The Technion: Stronger than Ever

Thanks to the incredible efforts of outgoing Technion President Prof. Lavie, the Technion is stronger than ever.

The university now has a truly global footprint, with campuses in China and New York. The Technion has jumped from last place to first place among Israeli universities in student satisfaction. And in the past 10 years, some 270 new faculty members have joined the Technion, producing scores of scientific articles and winning numerous research grants and prestigious awards.

A New Vision for the Future

No other institution is better positioned to tackle the greatest challenges of the 21st century: human health, energy, the environment and sustainability, advanced manufacturing, and education. The Technion is home to some of the brightest minds in each of those fields.

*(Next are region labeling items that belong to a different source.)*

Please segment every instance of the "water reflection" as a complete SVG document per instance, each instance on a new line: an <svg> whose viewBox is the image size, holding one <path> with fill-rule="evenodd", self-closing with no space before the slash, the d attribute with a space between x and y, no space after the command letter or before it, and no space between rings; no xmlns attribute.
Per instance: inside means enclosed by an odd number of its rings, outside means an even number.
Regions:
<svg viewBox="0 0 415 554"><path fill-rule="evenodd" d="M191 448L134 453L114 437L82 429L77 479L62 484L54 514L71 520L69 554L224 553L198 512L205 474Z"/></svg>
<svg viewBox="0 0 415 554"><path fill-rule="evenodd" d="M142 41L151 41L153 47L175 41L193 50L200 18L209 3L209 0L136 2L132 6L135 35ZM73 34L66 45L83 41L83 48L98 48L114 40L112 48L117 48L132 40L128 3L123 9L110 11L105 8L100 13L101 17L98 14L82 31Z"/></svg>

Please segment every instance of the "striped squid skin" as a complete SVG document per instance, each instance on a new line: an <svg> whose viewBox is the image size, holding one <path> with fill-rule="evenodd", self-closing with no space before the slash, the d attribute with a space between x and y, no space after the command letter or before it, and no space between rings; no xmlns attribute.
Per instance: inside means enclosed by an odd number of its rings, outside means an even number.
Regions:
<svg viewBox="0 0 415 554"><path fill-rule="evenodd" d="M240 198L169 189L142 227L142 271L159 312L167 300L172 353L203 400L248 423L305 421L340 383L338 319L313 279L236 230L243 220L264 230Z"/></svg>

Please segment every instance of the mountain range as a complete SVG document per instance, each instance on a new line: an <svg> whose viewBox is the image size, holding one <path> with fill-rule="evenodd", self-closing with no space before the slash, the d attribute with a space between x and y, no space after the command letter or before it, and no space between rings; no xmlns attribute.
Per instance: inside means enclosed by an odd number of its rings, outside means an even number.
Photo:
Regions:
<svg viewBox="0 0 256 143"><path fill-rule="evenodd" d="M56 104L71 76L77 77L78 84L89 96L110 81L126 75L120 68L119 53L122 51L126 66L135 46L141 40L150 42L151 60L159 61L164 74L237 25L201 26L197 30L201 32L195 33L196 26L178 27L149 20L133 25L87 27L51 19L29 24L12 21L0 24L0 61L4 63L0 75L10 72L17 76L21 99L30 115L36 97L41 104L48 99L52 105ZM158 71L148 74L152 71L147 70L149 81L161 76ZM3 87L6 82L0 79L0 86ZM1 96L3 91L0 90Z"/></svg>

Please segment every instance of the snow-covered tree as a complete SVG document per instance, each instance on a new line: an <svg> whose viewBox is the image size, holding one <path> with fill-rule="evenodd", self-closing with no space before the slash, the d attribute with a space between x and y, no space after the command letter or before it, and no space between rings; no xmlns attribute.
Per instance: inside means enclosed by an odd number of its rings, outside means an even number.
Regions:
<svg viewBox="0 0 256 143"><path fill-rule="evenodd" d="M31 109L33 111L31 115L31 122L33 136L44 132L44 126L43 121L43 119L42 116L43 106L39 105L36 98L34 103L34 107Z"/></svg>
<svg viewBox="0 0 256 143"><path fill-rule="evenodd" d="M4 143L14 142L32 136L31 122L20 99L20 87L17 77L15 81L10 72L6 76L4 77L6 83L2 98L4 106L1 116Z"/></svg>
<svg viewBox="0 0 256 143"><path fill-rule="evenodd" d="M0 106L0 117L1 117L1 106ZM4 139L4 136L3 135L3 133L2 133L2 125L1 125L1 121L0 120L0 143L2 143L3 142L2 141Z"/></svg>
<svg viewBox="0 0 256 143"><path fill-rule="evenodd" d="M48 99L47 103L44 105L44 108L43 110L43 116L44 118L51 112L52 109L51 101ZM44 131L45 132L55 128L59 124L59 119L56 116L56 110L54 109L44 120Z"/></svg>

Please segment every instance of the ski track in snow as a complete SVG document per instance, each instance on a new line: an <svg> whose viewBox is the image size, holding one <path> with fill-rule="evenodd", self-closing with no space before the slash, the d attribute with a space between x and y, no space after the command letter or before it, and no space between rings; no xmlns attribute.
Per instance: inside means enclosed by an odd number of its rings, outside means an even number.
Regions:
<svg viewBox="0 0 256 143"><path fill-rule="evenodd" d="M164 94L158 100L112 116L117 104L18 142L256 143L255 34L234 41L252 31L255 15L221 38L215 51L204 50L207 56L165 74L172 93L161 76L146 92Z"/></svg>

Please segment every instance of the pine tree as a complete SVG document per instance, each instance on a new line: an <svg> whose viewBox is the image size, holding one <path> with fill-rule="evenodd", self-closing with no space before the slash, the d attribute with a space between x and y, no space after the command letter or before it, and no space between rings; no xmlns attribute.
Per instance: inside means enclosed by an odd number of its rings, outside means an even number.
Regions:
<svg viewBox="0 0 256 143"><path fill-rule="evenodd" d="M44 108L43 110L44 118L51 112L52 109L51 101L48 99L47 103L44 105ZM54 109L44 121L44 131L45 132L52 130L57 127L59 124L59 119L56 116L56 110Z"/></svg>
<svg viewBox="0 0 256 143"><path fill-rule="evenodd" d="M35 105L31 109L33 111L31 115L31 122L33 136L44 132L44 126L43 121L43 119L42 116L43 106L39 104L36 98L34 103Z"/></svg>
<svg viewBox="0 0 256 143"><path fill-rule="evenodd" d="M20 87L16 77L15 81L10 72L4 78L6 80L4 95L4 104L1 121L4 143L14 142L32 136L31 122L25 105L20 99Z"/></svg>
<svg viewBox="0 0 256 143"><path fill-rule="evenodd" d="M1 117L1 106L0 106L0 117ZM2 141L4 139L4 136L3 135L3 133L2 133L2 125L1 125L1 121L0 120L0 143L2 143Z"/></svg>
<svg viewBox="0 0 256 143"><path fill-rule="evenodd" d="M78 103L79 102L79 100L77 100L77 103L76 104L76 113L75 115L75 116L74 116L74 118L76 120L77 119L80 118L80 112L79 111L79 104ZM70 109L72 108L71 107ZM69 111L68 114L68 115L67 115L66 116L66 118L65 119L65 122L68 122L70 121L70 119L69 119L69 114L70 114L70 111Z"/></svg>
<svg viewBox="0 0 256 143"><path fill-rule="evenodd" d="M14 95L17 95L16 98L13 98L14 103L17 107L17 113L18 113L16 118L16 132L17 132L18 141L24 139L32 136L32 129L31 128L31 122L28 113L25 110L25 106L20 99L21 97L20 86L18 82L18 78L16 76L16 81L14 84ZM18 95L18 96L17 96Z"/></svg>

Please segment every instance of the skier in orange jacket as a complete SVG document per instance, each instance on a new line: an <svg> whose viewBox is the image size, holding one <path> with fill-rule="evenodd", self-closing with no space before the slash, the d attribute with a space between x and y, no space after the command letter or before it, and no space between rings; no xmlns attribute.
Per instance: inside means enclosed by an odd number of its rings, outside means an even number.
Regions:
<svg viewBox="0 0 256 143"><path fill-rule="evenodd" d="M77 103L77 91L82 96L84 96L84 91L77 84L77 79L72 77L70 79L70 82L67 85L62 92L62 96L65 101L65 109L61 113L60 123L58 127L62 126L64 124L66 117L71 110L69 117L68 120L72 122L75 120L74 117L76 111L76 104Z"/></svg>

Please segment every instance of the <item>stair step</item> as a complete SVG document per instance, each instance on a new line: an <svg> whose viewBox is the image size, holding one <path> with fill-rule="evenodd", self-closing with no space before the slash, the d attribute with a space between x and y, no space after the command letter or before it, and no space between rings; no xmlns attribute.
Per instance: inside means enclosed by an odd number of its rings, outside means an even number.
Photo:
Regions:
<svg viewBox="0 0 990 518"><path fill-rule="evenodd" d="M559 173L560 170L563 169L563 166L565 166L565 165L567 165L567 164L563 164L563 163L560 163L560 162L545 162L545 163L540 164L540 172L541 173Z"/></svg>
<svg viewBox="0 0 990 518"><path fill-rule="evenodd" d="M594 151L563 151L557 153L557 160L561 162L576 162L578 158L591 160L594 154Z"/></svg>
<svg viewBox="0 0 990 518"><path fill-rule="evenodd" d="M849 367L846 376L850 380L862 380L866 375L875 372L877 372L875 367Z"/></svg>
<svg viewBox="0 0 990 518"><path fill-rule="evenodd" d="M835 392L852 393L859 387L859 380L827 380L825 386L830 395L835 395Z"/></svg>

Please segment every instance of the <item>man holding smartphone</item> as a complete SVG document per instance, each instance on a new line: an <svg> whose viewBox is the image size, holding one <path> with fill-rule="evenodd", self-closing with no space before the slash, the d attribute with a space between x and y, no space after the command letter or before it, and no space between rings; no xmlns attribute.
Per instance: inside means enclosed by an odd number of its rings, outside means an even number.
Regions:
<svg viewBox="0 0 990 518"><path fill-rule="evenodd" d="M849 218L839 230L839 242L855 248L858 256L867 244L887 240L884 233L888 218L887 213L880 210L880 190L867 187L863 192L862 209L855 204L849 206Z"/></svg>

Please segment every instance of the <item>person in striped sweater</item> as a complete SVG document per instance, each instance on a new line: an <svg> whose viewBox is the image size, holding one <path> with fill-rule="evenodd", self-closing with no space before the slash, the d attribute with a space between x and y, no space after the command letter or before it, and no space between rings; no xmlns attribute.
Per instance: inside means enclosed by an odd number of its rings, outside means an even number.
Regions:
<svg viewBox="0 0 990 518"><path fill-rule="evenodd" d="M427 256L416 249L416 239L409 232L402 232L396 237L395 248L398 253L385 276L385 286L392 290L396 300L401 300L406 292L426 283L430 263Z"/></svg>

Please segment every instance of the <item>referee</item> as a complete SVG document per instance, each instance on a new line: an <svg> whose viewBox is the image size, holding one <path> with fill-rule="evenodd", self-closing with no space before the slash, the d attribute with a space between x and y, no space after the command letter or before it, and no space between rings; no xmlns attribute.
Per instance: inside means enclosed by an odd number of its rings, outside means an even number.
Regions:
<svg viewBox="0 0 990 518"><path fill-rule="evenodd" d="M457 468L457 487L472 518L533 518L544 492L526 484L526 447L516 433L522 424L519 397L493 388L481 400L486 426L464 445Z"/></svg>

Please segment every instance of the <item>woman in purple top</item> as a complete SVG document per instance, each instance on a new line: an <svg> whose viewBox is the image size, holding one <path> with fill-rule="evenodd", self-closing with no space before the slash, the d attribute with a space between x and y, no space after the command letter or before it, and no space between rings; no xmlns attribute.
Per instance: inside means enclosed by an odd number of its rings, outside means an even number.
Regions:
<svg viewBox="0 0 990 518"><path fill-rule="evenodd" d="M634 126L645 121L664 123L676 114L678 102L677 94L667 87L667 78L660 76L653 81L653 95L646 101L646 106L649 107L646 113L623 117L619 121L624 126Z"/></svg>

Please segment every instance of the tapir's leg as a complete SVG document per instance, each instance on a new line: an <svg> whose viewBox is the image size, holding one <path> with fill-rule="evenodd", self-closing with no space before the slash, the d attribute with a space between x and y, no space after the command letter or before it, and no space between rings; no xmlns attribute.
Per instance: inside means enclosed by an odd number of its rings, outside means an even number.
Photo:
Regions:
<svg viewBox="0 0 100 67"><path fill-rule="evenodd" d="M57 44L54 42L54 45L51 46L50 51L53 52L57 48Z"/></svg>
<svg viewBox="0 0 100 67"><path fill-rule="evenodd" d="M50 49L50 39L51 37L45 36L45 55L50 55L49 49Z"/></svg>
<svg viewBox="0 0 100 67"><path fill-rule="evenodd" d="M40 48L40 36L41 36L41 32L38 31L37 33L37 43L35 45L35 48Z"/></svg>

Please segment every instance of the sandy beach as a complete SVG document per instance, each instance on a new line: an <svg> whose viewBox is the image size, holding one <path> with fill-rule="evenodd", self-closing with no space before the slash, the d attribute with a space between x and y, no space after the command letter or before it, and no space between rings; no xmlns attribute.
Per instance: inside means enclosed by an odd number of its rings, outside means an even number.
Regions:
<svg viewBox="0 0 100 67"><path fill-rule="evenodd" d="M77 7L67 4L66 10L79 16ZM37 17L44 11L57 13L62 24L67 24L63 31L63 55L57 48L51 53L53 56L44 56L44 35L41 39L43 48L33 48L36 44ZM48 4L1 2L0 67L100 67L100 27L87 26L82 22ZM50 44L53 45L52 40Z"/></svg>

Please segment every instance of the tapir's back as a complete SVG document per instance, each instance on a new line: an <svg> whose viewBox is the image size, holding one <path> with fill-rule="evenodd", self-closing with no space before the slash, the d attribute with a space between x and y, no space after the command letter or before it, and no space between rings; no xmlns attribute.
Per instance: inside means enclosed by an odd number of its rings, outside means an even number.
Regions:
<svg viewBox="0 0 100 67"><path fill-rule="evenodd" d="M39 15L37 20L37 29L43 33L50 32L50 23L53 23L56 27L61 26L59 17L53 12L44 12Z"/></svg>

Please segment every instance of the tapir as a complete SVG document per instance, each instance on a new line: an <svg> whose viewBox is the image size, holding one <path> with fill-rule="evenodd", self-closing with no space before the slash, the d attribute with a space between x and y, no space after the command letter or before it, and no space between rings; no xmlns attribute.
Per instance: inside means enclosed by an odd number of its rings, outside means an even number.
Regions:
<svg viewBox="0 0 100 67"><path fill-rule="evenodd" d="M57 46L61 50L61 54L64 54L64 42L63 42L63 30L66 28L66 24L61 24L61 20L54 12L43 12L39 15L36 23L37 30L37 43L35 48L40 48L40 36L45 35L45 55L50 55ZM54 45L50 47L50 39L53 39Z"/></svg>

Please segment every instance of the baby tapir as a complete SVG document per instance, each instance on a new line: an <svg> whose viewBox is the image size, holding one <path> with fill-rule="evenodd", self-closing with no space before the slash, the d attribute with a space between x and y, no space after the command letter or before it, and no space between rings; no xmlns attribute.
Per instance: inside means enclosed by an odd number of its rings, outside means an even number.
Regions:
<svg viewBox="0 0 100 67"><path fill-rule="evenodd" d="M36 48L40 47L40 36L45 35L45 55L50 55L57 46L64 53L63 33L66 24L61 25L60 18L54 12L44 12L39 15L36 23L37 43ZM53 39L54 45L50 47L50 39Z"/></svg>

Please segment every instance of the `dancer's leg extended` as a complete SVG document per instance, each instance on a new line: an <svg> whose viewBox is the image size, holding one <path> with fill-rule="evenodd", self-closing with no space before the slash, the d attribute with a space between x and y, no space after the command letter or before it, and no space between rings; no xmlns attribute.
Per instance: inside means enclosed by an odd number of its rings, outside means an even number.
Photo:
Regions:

Yet as Prof. Sivan noted in his remarks, the key to addressing those challenges will be to adopt an interdisciplinary mindset — something that is already baked in to the Technion’s approach to research, education, and innovation.

Prof. Sivan believes the Technion must be prepared for the dramatic shifts in education we will see in the coming years. Universities are no longer the only place one can obtain knowledge. Technology has made information available to anyone, at any time, with just a few taps on one’s phone or computer. And knowledge itself is changing rapidly, with new developments and innovations announced every single day.

Yet as knowledge becomes easier to obtain and the speed of innovation increases, truth, integrity, and tolerance are in a precarious position around the world. It will be incumbent on academic institutions — in particular, the Technion — to protect and uphold truth, knowledge, and understanding.

The world is looking to the Technion for the answers — and with Prof. Sivan at the helm, the Technion will work to implement far-reaching reforms in research, curricula, teaching methodologies, and industry collaborations that will lead us through the challenges and complexities of a new era.